Esperó su respuesta, pero ella lo miraba fijamente, sus ojos inmensos e impasibles. Y tuvo el mayor presentimiento de que veía algo que él no.
Algo en él.
– Perdón, Turner -dijo ella entonces.
– ¿Debido a qué? -preguntó él menos que amablemente-. ¿Por hacer una escena en medio de una tranquila librería? ¿Por no callarse cuando debía hacerlo? Por…
– Por trastornarle -dijo quedamente-. Lo siento. No está bien que lo haya hecho.
Sus suaves palabras cortaron limpiamente su enojo, y él suspiró.
– Simplemente no lo haga otra vez, ¿lo jura?
– Lo prometo.
– Bien. -Se dio cuenta de que aún la sostenía por los hombros y aflojó su agarre. Entonces se dio cuenta de que sus hombros se sentían muy bien. Sorprendido, la soltó del todo.

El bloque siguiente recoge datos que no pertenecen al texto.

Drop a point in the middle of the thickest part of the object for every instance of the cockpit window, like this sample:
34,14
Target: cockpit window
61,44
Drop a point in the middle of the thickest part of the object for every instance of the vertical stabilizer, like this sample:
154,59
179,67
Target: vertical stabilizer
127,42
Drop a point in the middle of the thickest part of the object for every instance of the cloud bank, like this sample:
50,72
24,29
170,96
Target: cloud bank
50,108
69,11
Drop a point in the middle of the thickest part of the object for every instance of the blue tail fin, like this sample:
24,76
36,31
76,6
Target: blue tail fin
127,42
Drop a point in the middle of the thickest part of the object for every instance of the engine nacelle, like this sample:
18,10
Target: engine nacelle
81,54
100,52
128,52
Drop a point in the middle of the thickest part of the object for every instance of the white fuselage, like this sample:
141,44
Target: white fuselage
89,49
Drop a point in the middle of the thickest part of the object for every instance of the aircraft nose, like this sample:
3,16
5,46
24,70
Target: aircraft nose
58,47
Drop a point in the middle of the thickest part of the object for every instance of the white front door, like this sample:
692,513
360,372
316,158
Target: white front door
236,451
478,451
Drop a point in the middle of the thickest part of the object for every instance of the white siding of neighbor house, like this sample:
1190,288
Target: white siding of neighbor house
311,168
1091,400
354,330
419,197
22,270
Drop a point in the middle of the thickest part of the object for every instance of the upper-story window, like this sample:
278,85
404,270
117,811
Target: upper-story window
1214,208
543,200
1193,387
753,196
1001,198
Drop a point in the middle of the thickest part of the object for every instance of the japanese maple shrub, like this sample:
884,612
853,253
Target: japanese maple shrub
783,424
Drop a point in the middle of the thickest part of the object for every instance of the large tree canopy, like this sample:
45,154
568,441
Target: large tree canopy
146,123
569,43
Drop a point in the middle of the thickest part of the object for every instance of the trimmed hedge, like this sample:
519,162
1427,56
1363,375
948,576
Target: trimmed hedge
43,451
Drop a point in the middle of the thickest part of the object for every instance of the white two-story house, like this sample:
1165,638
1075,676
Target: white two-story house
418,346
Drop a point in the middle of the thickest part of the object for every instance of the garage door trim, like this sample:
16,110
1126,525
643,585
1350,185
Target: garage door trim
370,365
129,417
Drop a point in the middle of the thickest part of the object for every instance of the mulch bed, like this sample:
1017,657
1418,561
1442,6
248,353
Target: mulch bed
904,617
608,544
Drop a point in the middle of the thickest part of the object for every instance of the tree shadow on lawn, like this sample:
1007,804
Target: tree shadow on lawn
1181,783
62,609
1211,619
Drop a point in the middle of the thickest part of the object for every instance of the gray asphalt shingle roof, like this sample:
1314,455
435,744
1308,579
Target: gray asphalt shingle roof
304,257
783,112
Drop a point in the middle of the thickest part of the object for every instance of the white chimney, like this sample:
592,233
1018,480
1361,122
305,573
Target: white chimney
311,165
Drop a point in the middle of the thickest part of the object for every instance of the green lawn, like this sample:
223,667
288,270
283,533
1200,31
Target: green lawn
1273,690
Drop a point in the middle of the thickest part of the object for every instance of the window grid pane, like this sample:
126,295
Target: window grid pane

Ella inclinó la cabeza a un lado cuando una expresión preocupada cruzó su rostro.
– Por lo menos creo que lo prometo. En verdad trataré de no hacer nada que lo altere como en esta ocasión.
Turner tuvo una repentina visión de Miranda intentando no trastornarlo. La visión lo contrarió.
– ¿Qué le ha sucedido? Dependemos de su sensatez. Sólo Dios sabe que ha salvado a Olivia más de una vez de un problema.
Ella apretó fuertemente los labios, y luego dijo:
– No confunda sensatez con mansedumbre, Turner. No son la misma cosa. Y con seguridad ciertamente no soy sumisa.
Notó que ella no era desafiante, simplemente indicaba un hecho, uno que sospechó su familia había inadvertido por años.
– No se preocupe -dijo con cansancio-, si alguna vez tuve la noción que usted era sumisa, tenga la seguridad de que me ha desengañado de ello esta tarde.
Pero que Dios lo ayudara, ella no estaba convencida.
– Si veo algo que es obviamente una injusticia -dijo ella seriamente-, no puedo sentarme y no hacer nada.
Iba a matarlo. Estaba seguro de ello.
– Sólo intente alejarse de lo obviamente descarriado. ¿Podría hacerlo por mí?
– Pero no creo que esto sea algo particularmente descarriado. E hice…
Él alzó la mano.
– Nada más. Ni otra palabra del tema. Me quitará diez años de vida hablar sobre esto. -La tomó del brazo y se dirigió hacia la casa.
Querido Dios, ¿qué estaba mal en él? Su pulso aún estaba acelerado, y ella ni siquiera estuvo en peligro. No realmente. Dudaba que el librero pudiera dar un buen puñetazo. ¿Y además, por qué diablos estaba tan preocupado por Miranda? Por supuesto que se interesaba por su bienestar. Era como una hermana pequeña para él. Pero entonces trató de imaginarse a Olivia en su lugar. Todo lo que podía sentir era una apacible diversión. Algo estaba muy mal si Miranda podía ponerlo así de furioso.